Ransomware is not solely a technology or security problem. A ransomware attack is far more significant than merely a technology breach, as it can affect an entire business.
In the immediate aftermath of a ransomware attack, organisations should adjust mindsets around the role of security for both technical and business decisions. The existing recovery strategies tuned to traditional business continuity plans are insufficient.
Our research found that attacks are on the rise and that 20% of costs associated with all incidents were attributed to brand reputation damage. The recommendation? Get the balance right between security efforts and alignment with the business strategy. Overall, a modern ransomware and extortion response should be treated as a business risk prioritising effective crisis management across the enterprise.
The need for greater alignment
Here are three key challenges that highlight the need for greater alignment between security and the business before, during and after a cyber crisis event:
Traditional crisis response plans need to evolve – ransomware is a business risk, not simply a security problem
Recovery strategies in traditional business continuity and disaster recovery plans are no longer enough to deal with modern ransomware attacks. Security teams’ current approach to incident response typically involves solving the technical investigation aspects of an attack, but attacks are not just a security problem. The incident response must also consider critical business processes and how they impact recovery priorities. Prioritising and stabilising essential operations and systems can help prevent additional downstream financial, reputational, operational and physical impacts.
Organisations should evolve traditional business continuity and incident response approaches and develop one cohesive plan that identifies the priorities for the whole business, problem-solve the big picture and better prepare for swift and inclusive business recovery. By adopting a robust communications plan, leaders can tackle ransomware for what it is—a crisis that needs to be handled in a business-focused manner.
Existing crisis communications plans lack the transparency and agility to adapt to new cyber complexities.
Ransomware incidents are disruptive and need an effective communications plan. Regular updates shared with internal and external stakeholders are essential to get ahead of any unfolding story. Understanding the unique demands of an industry, its regulations and notifications and disclosures that apply are fundamental.

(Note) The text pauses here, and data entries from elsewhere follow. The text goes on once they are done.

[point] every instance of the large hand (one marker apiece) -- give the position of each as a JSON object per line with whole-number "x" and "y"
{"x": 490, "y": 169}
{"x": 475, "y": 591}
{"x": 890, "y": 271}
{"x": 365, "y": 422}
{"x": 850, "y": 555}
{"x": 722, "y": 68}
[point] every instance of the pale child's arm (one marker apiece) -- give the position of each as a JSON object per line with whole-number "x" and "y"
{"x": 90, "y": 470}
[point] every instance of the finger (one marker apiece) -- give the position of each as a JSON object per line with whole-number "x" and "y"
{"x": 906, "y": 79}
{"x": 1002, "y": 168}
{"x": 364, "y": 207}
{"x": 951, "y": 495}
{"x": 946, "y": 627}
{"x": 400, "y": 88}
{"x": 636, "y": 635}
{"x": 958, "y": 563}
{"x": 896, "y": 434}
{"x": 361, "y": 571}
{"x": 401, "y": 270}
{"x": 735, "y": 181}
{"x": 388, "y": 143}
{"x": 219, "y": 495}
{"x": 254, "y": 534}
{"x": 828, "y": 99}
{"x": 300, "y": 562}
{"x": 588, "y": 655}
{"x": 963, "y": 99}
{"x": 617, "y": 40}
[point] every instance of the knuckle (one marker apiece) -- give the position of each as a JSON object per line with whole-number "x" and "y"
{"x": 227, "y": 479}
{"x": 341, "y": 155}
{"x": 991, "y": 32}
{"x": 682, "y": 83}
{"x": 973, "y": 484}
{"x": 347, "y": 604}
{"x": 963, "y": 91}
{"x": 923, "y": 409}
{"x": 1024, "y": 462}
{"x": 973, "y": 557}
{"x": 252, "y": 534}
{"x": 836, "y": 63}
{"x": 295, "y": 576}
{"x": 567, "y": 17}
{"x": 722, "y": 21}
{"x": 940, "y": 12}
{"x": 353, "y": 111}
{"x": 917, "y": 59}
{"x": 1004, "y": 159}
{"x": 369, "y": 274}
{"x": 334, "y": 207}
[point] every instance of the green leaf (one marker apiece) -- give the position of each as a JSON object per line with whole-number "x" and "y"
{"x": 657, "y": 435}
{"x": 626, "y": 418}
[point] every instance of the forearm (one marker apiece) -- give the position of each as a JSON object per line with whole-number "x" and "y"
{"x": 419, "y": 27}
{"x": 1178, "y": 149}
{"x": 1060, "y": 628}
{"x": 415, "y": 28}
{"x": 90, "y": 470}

Organisations must be open and honest about what has happened and what happens next and collaborate with security professionals, legal teams and the organisation’s broader ecosystem to ensure a structured approach and that they act transparently. Key questions include what happened when it happened, what we know, who was impacted and how, what are we doing about it, and what is next.
Ransomware is borderless – it impacts the enterprise, extended ecosystem and multiple stakeholders.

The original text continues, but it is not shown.